In the first post of this series, we reviewed steps you can take before you begin launching your new venture.
The next step is to go out to the market you have identified and test your hypothesis.
As of now, if you completed the previous exercises, you have a sentence that describes your idea for a business. We now are going to turn that into a problem hypothesis and go about trying to disprove it.
This last sentence has come to a surprise to some founders I have worked with. I sometimes get funny, head-cocked looks when I state that your job as entrepreneur is to disprove your hypothesis. Most entrepreneurs do the opposite which may contribute to why 90% or so fail to turn their idea into a viable business.
There are reasons for this.
The most prominent is that if you try to prove your hypothesis you are likely to have cognitive bias. That is, to paraphrase Simon & Garfunkel. you only hear what you want to hear and disregard the rest. You also put the customer second and your idea first. One popular tell-tale sign is that you leave too many meetings saying, “They just don’t get it.” If you find yourself saying (or thinking) this, more often than not, you have the phrase correct but not the pronoun. “They” should turn to “I” or “we”.
When you set out trying to disprove your hypothesis you employ the scientific method and focus on the problem you are trying to solve instead of the idea you are trying to prove.
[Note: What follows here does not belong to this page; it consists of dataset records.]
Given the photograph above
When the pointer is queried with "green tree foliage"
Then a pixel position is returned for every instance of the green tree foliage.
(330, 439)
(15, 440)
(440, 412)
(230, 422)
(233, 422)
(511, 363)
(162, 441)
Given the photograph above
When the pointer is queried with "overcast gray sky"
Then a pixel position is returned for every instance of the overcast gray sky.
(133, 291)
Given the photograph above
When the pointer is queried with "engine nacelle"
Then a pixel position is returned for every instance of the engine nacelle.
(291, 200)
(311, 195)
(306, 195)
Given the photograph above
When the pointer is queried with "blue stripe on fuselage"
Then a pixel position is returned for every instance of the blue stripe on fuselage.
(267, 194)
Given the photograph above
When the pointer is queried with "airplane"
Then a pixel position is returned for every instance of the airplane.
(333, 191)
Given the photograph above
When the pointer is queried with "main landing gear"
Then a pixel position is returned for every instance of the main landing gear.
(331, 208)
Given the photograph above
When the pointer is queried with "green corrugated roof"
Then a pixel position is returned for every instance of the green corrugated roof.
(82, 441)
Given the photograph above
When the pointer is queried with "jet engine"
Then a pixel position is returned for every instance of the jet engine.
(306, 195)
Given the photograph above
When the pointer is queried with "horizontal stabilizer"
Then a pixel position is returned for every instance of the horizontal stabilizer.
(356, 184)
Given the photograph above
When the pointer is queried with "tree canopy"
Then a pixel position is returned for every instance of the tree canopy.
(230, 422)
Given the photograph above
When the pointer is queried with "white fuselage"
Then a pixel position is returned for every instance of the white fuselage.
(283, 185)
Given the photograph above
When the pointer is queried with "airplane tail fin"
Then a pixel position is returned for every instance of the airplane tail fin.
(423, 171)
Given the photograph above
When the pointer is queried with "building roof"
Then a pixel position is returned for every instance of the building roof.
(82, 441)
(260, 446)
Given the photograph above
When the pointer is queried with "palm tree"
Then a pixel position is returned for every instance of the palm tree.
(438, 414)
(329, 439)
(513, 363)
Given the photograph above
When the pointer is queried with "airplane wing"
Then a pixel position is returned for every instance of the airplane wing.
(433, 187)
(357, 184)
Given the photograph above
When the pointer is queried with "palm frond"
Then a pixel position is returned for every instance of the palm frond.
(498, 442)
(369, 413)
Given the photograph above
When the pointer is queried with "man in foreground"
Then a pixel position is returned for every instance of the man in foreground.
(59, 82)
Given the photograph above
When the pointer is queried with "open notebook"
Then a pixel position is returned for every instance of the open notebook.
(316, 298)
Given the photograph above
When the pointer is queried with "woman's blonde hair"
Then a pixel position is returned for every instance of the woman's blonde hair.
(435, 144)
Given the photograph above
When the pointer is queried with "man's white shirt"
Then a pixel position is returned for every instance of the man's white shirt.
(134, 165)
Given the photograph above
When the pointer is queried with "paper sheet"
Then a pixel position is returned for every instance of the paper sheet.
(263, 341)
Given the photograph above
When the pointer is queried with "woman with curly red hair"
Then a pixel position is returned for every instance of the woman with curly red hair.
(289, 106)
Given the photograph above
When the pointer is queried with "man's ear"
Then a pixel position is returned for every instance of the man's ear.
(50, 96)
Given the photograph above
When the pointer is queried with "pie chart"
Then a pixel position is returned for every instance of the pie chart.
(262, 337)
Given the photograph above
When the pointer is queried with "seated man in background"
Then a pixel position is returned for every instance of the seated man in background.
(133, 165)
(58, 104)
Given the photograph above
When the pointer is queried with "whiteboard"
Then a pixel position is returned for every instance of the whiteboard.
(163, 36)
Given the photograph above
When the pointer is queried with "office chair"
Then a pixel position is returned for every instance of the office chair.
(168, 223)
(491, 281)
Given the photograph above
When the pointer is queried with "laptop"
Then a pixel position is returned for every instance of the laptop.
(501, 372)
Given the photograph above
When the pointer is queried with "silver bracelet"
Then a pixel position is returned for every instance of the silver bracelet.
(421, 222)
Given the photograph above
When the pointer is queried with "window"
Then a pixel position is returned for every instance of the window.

For example, if one sets out trying to change an industry that is ripe for disruption versus trying to help one’s customers in a better and different way that is beneficial to all then one may be in for a long and painful journey. The goal is to fail fast, learn and try again until you nail the pain (or not).
With that as a backdrop, let’s take the next steps to finding a way to build a successful startup.
From the previous post, we have our business idea statement that has been shared with at least 10 people (at least 2 being strangers) so we feel pretty good about how we are articulating the idea. Now let’s try it out in the real world.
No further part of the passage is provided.